Sam and Rose Spetifore

Sam and Rose Spetifore

Sam and Rose Spetifore and their then eight children arrived in Delta in 1924. Their ninth child, George, arrived in 1927. Sam was employed as a section foreman with the CNR and had been working on the rail line through Richmond. Sam and his partners (G. Amato, G. Spano, and G. Gallo), with whom he had bought three timber lots of 20 acres each in 1922, were described in the local newspaper as the "Italian colony" that had purchased land from Major Fordham in the vicinity. That was a pretty prejudicial description, but not unusual for the time. Sam was indeed from Italy having emigrated anout the of the First World War.
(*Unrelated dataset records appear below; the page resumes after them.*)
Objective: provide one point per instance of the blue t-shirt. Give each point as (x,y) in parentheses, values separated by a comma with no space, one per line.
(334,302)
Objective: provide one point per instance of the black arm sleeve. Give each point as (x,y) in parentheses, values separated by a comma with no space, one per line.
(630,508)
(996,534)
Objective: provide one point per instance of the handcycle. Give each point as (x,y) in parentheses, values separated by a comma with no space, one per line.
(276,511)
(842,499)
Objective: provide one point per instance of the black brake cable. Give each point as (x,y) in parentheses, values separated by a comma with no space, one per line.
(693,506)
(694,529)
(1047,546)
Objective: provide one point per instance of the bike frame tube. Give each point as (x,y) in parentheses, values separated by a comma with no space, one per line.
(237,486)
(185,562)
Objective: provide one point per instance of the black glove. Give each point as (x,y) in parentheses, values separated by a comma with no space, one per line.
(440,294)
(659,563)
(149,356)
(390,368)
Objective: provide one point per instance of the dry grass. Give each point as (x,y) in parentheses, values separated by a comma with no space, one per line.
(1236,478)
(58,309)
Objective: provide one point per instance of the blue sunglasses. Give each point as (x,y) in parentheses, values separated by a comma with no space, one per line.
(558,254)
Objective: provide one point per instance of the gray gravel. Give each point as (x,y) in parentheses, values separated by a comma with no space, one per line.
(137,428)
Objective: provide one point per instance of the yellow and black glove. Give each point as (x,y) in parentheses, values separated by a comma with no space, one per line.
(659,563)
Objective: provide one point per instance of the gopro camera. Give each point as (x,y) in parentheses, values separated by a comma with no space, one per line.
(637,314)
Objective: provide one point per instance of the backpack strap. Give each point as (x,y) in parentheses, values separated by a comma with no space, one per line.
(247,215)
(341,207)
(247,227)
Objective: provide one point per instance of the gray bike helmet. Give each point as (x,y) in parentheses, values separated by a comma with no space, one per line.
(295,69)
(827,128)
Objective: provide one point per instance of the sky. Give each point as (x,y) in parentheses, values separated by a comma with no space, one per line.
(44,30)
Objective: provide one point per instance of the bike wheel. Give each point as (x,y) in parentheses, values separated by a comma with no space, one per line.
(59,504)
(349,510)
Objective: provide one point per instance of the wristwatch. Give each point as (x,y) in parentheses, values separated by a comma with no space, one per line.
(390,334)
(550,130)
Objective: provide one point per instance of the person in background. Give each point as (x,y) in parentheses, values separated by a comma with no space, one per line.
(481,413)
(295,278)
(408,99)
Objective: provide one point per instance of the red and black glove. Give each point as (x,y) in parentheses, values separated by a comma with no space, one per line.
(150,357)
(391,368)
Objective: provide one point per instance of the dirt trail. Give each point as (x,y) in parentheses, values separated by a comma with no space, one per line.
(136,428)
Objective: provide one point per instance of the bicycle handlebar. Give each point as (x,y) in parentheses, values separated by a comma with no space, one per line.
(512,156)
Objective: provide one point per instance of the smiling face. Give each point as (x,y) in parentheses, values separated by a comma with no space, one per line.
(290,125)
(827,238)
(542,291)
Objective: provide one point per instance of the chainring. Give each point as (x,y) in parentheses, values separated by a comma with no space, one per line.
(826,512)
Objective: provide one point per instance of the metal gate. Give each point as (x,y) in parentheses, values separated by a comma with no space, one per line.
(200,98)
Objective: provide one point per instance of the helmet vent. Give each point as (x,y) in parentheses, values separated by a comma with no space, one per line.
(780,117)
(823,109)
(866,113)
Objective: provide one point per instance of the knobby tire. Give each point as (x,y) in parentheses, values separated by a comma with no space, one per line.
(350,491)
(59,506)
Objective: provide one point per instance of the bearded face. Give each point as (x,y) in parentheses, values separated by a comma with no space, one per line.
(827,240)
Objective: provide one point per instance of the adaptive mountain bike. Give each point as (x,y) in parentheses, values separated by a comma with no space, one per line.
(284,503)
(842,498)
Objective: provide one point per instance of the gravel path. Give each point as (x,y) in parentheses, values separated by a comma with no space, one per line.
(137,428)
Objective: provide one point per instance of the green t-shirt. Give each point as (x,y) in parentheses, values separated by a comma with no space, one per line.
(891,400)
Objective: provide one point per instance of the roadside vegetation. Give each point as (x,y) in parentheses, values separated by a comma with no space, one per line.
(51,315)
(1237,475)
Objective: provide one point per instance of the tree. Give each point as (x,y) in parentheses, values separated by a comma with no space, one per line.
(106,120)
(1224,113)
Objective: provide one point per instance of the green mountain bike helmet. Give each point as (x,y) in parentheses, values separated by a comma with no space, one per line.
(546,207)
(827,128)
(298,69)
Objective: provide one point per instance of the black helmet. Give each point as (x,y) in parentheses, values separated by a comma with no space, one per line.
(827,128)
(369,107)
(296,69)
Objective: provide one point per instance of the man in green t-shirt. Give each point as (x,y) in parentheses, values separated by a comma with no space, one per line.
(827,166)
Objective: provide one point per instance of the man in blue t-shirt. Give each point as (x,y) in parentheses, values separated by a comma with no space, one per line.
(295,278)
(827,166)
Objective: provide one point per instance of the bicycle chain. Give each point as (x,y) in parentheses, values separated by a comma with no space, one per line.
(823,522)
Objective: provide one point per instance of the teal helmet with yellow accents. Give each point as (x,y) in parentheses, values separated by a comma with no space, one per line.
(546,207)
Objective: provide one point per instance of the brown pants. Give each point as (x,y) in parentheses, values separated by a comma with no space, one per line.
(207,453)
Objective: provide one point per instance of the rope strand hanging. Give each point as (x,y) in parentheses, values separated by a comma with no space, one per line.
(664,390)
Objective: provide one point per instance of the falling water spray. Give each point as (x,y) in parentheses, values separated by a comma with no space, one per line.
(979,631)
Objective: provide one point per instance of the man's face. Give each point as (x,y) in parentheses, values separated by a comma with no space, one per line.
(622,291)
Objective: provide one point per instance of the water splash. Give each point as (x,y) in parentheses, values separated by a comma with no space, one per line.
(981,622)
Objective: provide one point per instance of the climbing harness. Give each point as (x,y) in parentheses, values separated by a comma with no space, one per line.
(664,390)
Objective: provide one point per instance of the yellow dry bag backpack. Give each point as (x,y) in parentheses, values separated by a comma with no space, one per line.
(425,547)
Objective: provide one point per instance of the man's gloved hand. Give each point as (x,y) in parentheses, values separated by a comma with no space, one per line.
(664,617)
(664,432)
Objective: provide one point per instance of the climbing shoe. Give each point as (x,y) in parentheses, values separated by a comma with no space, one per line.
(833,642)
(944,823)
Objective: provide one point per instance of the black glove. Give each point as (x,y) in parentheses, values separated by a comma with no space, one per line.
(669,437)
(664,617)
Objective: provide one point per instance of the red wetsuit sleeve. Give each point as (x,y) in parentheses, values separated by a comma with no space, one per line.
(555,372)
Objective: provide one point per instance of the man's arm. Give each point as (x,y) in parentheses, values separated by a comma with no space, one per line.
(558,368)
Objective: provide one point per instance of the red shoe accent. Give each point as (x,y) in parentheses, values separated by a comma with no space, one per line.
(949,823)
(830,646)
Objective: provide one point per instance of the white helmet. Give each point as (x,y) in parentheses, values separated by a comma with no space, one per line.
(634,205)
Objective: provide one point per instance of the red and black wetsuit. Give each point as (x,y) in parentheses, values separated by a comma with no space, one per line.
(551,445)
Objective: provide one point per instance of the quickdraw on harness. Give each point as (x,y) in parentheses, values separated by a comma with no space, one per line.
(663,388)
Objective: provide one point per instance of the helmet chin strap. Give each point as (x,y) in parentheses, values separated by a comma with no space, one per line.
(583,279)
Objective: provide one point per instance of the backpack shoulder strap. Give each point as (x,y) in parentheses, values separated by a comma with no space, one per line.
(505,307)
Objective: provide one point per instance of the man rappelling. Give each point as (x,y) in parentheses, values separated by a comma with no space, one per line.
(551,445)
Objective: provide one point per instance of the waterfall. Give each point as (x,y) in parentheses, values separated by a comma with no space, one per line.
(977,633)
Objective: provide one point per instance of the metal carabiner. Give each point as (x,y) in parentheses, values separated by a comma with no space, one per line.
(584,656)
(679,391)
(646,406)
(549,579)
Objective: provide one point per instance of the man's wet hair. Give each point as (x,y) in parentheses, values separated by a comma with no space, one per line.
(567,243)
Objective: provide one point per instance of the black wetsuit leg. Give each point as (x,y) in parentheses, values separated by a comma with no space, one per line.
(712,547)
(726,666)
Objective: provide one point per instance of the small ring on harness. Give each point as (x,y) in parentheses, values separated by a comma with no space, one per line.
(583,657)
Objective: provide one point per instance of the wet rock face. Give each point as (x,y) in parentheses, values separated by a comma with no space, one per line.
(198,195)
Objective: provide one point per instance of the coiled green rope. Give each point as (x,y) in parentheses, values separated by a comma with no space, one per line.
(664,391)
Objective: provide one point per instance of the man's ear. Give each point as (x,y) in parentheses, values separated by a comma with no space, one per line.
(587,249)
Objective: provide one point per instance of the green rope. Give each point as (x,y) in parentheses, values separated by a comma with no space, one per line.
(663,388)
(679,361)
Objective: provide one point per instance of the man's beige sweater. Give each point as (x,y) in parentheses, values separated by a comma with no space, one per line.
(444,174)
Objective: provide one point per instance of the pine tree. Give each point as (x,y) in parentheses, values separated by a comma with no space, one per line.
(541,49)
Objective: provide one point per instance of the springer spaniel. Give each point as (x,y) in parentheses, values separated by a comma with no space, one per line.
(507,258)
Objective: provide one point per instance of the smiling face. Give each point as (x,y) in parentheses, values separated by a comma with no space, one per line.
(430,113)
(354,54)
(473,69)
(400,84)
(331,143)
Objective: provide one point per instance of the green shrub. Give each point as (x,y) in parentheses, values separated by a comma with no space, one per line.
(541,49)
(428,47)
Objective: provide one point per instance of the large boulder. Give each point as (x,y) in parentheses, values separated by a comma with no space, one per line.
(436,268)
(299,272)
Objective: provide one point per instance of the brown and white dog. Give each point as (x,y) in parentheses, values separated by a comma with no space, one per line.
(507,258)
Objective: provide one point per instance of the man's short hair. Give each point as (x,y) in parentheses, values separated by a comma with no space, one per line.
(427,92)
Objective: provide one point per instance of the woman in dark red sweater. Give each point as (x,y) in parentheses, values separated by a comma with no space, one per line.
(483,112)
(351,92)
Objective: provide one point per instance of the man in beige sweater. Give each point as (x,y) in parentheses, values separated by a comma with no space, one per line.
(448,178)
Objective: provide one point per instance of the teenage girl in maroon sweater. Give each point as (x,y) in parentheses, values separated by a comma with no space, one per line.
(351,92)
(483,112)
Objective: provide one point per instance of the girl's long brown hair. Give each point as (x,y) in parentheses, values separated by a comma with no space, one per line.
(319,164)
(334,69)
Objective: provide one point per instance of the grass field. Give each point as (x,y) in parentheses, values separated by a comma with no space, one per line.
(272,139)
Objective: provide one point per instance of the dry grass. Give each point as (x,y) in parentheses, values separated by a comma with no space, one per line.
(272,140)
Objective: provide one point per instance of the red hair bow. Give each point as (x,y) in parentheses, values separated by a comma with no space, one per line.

By the way, although the partnership didn't last past 1928, the newspaper also reported that the cord wood off these timber lots was used to rebuild the old wharf at Boundary Bay lagoon at the east end of 12th Avenue.

Sam Spetifore and his fellow countrymen, James Novelli and Tony Cantafio, were part of the contingent growing early potatoes successfully on this sandy high land. Cantafio was located farther south and Novelli farmed to the north. They both had the same small holdings of 20 acres, small by farming standards.

The Spetifores had a large family, four boys (Salvannie, know as Sam, Oliver, Robert, and George) and five girls (Kathleen, Elizabeth, Mary, Josephine, and Jennie), some of whom entered into the farming business with their father. Of all the small operators who were part of the Early Potato Association, the Spetifores were the only ones to stay with it and expand their operation by buying more land and trying new and different crops and diversifying into other aspects of production. From potatoes to strawberries, the Spetifore name was synonymous with farming in Tsawwassen for many, many years.